Kalosm Vision

Kalosm Vision is a collection of image models and utilities for the Kalosm framework. It includes utilities for generating images from text and segmenting images into objects.

Image Generation

You can use the [Wuerstchen] model to generate images from text:

use futures_util::StreamExt;
use kalosm_vision::{Wuerstchen, WuerstchenInferenceSettings};

#[tokio::main]
async fn main() {
    let model = Wuerstchen::builder().build().await.unwrap();
    let settings = WuerstchenInferenceSettings::new(
        "a cute cat with a hat in a room covered with fur with incredible detail",
    );

    let mut images = model.run(settings);
    while let Some(image) = images.next().await {
        if let Some(buf) = image.generated_image() {
            buf.save(&format!("{}.png", image.sample_num())).unwrap();
        }
    }
}

Image Segmentation

Kalosm supports image segmentation with the [SegmentAnything] model.
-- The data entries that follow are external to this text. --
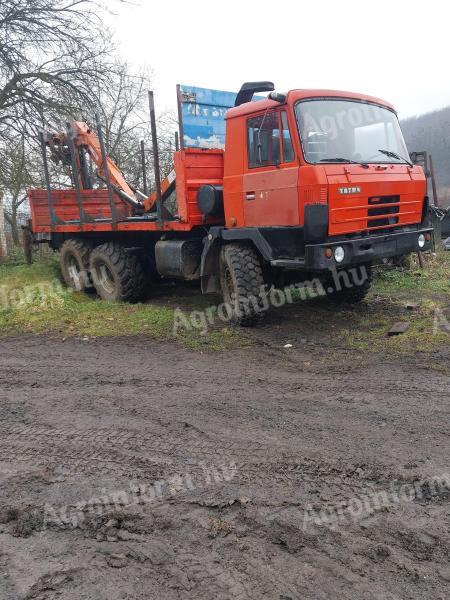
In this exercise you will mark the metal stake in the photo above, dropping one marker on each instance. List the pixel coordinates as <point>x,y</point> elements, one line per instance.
<point>433,182</point>
<point>76,177</point>
<point>180,116</point>
<point>114,216</point>
<point>144,172</point>
<point>54,220</point>
<point>151,103</point>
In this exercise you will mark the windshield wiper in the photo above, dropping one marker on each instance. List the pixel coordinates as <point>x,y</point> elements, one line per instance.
<point>346,160</point>
<point>395,155</point>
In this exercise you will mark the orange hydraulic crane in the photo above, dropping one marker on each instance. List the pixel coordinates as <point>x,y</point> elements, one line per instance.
<point>69,148</point>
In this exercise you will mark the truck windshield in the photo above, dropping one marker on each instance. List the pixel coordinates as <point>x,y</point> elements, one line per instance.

You can use the [SegmentAnything::segment_everything] method to segment an image into objects or the [SegmentAnything::segment_from_points] method to segment an image into objects at specific points:

use kalosm::vision::*;

let model = SegmentAnything::builder().build().unwrap();
let image = image::open("examples/landscape.jpg").unwrap();
let x = image.width() / 2;
let y = image.height() / 4;
let images = model
    .segment_from_points(
        SegmentAnythingInferenceSettings::new(image)
            .add_goal_point(x, y),
    )
    .unwrap();

images.save("out.png").unwrap();